Illegale Exporte verhindern notwendigen Input

Ergänzt wurden die Vorträge durch Länderberichte aus Griechenland, Holland, Mexiko, Kanada und Indien. Euripides Paul Korres vom griechischen Altauto-Verwerter Anamet etwa zeigte sich zuversichtlich, die Verwertungsquote von 95 Prozent noch in diesem Jahr zu erreichen. Doch unter den Teilnehmern des Kongresses bestand auch Einigkeit, dass es dafür nicht nur die richtige Technologie erfordert, sondern auch den notwendigen Input in Form von Altfahrzeugen.

Das sieht auch die Europäische Kommission so. Die illegale Behandlung und der illegale Export von Altfahrzeugen seien die wichtigsten Herausforderungen für die Altautoverwertung in Europa, betonte Artemis Hatzi-Hull, zuständig für den Bereich Abfallentsorgung in der Generaldirektion Umwelt der Europäischen Kommission. Sie nannte noch eine Reihe weiterer Maßnahmen, um die Altautoverwertung zu verbessern, darunter eine Harmonisierung des Berichtsystems und eine bessere Information der Demontagebetriebe über die Recyclingfähigkeit einzelner Materialien.

Am ökonomischen und technischen Fortschritt orientieren

Verbesserungen schlugen auch Vertreter der Automobilindustrie vor. Erik Jonnaert, Generalsekretär des europäischen Automobilverbands ACEA, forderte unter anderem, einen Verwertungsnachweis als Regel einzuführen. Wolfram Thomas, Konzernbeauftragter für Umwelt, Energie und neue Geschäftsfelder beim Automobilhersteller VW, skizzierte beim IARC die Umweltstrategie seines Konzerns. VW will bis 2018 der weltweit umweltfreundlichste Automobilhersteller werden. Einer der Bausteine ist dabei die Verwertung von Altfahrzeugen. Darüber hinaus machte Reinhard Hoock von BMW auf die bereits geleisteten Beiträge der Automobilindustrie zur Reduzierung von Schwermetallen aufmerksam. Weitere Maßnahmen sollten sich am ökonomischen und technischen Fortschritt orientieren, forderte er in Berlin.

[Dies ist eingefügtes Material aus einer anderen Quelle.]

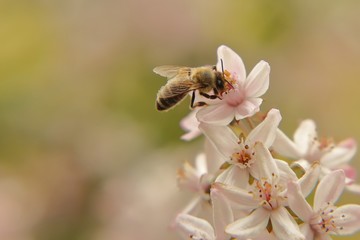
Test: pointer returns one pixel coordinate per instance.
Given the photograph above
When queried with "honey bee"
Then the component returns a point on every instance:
(183, 80)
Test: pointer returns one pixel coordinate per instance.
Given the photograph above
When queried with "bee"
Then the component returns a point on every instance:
(183, 80)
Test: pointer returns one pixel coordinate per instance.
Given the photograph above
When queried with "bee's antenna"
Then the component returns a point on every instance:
(222, 66)
(222, 69)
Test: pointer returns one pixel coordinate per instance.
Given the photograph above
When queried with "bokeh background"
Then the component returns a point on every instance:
(83, 153)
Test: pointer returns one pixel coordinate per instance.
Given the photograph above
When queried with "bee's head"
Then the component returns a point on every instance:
(219, 82)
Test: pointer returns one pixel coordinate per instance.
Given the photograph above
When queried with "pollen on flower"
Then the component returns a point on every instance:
(243, 158)
(319, 148)
(327, 223)
(266, 193)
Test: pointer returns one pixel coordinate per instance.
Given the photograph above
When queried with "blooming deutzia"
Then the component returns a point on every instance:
(239, 153)
(197, 180)
(244, 99)
(324, 218)
(191, 125)
(265, 199)
(200, 229)
(308, 148)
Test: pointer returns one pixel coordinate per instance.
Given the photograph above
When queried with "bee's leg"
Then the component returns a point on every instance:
(199, 104)
(193, 104)
(192, 99)
(209, 96)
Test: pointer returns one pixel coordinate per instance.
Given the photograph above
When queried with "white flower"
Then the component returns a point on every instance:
(197, 180)
(200, 229)
(242, 101)
(240, 153)
(308, 148)
(191, 125)
(324, 218)
(265, 199)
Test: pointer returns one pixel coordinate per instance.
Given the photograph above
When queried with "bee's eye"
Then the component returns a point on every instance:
(219, 84)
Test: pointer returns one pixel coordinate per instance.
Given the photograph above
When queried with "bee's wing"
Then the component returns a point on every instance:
(171, 71)
(179, 86)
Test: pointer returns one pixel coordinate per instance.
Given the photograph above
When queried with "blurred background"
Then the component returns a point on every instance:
(83, 152)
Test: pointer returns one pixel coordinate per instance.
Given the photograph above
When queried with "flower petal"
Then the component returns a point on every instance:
(222, 214)
(214, 158)
(257, 83)
(266, 164)
(222, 138)
(234, 176)
(348, 217)
(307, 231)
(219, 114)
(304, 135)
(191, 125)
(249, 226)
(266, 131)
(193, 207)
(284, 225)
(339, 155)
(232, 62)
(297, 202)
(286, 173)
(189, 225)
(284, 146)
(354, 188)
(239, 198)
(247, 108)
(309, 179)
(329, 189)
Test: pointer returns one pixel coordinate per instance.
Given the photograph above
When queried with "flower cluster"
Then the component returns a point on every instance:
(243, 187)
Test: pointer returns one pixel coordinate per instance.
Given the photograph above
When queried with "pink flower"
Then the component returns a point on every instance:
(324, 218)
(191, 125)
(266, 201)
(242, 101)
(200, 229)
(308, 148)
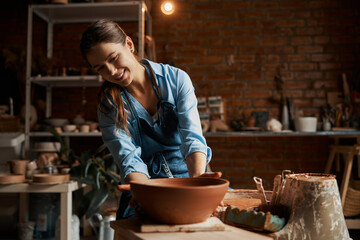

Insgesamt besuchten über 250 Teilnehmer den diesjährigen IARC. Darüber hinaus präsentierten sich rund 30 Aussteller. Die am dritten Kongresstag durchgeführten Exkursionen führten in diesem Jahr zur Post-Shredder-Anlage des Stahlrecyclingunternehmens Scholz in Leipzig-Espenhain, zur Shredder-Anlage der Metallrecyclinggruppe TSR in Brandenburg und zum BMW-Werk in Leipzig. Der IARC ist weltweit der einzige Fachkongress, der sich ausschließlich dem Thema Automobil-Recycling widmet.

Im kommenden Jahr wird der Kongress erneut in Berlin stattfinden. Der Termin ist vom 16. bis 18. März 2016.